Votre héros cherche à se réinventer, à élargir son horizon. Quand avez-vous perçu dans la situation que nous traversons une mise en abime possible de la “crise de la quarantaine”?

“La pandémie était comme un exhausteur de crise, une cloche supplémentaire. Par hasard, il y avait une sorte de raccordement à la notion de confinement, au fait de vouloir en sortir, d’étouffer, quelque chose qui bouillonnait. Le propre de la littérature sera de ne pas s’attarder démesurément sur la pandémie. Tout imaginaire n’est pas encore complètement formaté par notre confinement : on ne rêve pas de gens masqués. Ne pas l’intégrer serait comme être à-côté, dans un monde qui ne prend pas en compte la réalité. On évoque le confinement mais avec un côté dystopique, il n’y a pas de masques. Au début, c’était un sujet : il y avait des journaux de bord, à l’image de celui de Leïla Slimani, voire même une brèche vers la science-fiction – c’est quoi être confiné? J’ai relu La salle de bain de Jean-Philippe Toussaint pour voir ce type de confinement… Aujourd’hui, on n’est plus là-dedans, on est dans les conséquences très pragmatiques des choses.”

Thomas réfute l’idée de crise de la quarantaine, préférant évoquer une phase de doute. Avec le vieillissement de la population, l’expression a-t-elle encore un sens?

“Comme on va vivre jusqu’à 100 ans, on aura bientôt une crise des cent ans. J’aime l’idée que par le passé, à quarante ans, juste avant de mourir, vous aviez une pulsion, comme un sursaut de vie que nous aurions gardé dans nos gênes pour devenir “la crise de la quarantaine”. On pourrait imaginer tous les cycles. Ce qui m’intéresse, c’est qu’on ne traverse pas une existence sans moments où on rebat les cartes : on se permet ou on ressent comme une urgence de devoir se repositionner.”

Par le truchement du rêve, vous souhaitiez convoquer la psychanalyse?
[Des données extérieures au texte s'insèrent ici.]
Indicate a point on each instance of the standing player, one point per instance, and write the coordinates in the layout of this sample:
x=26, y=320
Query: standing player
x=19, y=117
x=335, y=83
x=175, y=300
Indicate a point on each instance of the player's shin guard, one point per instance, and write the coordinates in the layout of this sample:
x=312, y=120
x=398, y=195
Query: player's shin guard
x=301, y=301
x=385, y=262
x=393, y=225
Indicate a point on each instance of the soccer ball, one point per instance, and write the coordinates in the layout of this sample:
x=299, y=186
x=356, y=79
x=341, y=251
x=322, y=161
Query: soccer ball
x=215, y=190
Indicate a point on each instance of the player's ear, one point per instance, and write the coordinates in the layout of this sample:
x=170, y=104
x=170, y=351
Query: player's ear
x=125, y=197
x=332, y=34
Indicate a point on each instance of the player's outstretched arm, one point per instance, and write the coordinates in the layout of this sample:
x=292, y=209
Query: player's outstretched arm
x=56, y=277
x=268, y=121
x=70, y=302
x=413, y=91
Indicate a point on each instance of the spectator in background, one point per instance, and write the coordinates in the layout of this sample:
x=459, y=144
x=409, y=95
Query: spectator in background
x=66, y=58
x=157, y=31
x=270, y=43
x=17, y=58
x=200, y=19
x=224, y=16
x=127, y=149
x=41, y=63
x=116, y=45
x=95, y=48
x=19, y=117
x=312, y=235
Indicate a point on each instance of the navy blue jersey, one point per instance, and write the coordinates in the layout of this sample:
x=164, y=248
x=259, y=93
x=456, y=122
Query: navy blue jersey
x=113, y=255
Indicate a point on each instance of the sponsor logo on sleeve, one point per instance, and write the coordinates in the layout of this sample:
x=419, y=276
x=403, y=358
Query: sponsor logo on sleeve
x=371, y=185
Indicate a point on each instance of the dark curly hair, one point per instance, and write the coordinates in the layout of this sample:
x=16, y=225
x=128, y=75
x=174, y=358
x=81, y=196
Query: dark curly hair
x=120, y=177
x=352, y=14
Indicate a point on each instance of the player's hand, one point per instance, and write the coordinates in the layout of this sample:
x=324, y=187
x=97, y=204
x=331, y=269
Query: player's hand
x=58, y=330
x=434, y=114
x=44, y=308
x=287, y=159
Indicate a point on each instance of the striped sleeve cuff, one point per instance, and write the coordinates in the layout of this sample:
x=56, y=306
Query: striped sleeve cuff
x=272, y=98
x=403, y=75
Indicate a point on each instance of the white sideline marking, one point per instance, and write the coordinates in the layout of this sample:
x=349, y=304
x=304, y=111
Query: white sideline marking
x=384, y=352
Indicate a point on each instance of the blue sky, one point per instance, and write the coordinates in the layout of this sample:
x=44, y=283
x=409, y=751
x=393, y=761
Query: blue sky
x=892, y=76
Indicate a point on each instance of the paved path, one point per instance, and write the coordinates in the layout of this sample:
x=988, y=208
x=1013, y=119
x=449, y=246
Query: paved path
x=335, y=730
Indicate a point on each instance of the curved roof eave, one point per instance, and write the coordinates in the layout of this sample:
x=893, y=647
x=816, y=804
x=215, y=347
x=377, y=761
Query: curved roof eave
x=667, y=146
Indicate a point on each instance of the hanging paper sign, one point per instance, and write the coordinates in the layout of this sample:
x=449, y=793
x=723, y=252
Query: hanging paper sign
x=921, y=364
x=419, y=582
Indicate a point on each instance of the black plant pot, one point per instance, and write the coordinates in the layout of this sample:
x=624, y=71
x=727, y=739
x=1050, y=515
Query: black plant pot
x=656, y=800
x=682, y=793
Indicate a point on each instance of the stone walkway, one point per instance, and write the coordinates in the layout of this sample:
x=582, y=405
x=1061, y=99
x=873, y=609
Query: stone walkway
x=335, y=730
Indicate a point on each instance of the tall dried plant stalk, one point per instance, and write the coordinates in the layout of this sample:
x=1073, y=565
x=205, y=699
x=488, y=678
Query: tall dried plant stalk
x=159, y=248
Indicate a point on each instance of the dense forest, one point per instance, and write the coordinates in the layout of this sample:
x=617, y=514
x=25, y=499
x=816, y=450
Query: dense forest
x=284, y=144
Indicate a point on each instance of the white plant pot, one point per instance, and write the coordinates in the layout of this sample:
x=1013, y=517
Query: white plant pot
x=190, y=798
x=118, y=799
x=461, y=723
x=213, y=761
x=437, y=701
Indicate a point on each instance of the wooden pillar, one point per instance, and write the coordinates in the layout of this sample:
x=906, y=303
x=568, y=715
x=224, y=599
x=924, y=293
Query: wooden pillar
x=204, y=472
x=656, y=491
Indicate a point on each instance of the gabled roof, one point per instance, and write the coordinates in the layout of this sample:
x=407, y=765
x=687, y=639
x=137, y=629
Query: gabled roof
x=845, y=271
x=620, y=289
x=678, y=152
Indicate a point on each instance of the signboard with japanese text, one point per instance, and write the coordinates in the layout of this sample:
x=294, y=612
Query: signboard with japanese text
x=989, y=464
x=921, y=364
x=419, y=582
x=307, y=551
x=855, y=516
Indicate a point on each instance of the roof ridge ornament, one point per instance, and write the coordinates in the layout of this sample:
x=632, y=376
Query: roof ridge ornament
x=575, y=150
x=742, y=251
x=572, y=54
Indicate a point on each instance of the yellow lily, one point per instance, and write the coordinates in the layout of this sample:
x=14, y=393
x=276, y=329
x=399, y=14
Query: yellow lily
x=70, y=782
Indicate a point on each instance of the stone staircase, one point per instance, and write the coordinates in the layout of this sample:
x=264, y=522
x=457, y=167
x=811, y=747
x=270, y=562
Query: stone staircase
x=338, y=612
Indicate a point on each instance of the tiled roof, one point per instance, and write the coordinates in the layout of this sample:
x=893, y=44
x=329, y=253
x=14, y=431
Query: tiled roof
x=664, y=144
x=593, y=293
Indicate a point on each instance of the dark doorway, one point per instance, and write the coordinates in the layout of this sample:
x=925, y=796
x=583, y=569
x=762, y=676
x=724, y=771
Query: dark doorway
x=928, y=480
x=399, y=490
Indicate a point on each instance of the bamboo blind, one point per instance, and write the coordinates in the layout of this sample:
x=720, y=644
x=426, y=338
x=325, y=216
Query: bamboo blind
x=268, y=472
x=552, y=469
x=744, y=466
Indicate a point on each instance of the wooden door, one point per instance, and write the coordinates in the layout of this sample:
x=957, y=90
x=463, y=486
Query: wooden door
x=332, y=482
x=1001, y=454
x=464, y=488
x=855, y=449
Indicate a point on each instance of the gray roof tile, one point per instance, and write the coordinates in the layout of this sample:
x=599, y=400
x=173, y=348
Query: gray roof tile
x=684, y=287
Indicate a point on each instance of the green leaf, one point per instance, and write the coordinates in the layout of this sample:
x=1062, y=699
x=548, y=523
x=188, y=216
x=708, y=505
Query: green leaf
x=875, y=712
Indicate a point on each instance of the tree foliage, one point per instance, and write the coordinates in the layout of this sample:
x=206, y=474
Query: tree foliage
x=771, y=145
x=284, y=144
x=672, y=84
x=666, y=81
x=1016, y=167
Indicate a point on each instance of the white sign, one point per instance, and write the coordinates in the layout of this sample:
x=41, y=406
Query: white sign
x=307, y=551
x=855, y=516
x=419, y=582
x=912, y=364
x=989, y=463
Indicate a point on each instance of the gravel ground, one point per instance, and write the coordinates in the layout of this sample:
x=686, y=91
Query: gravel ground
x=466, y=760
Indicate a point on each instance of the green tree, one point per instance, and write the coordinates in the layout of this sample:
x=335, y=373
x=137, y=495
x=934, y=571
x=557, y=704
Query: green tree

“Thomas se crée son propre chaos. À partir de son rêve, c’est lui qui fabrique le “ça va pas”. Il y a des moments de fragilité où on décide ou non d’écouter son inconscient, pourquoi il crée ce genre de situations… J’ai fait beaucoup de travail de psychanalyse – dont je parle dans Databiographe. Là, c’est comme une face B, à travers un rêve qui est une autre manière d’écouter son inconscient. Il y a le jeu sur les rêves qu’on fait / les rêves qu’on a mais, surtout, il y a une raison d’écouter ses rêves : pourquoi ça coince? Il y a une énigme à décoder. Il faut lireLe Point aveugle de Javier Cercas. C’est l’idée de se dire, quand on termine un livre, il doit rester des zones d’ombre… Un livre doit densifier la question plus qu’apporter la réponse.”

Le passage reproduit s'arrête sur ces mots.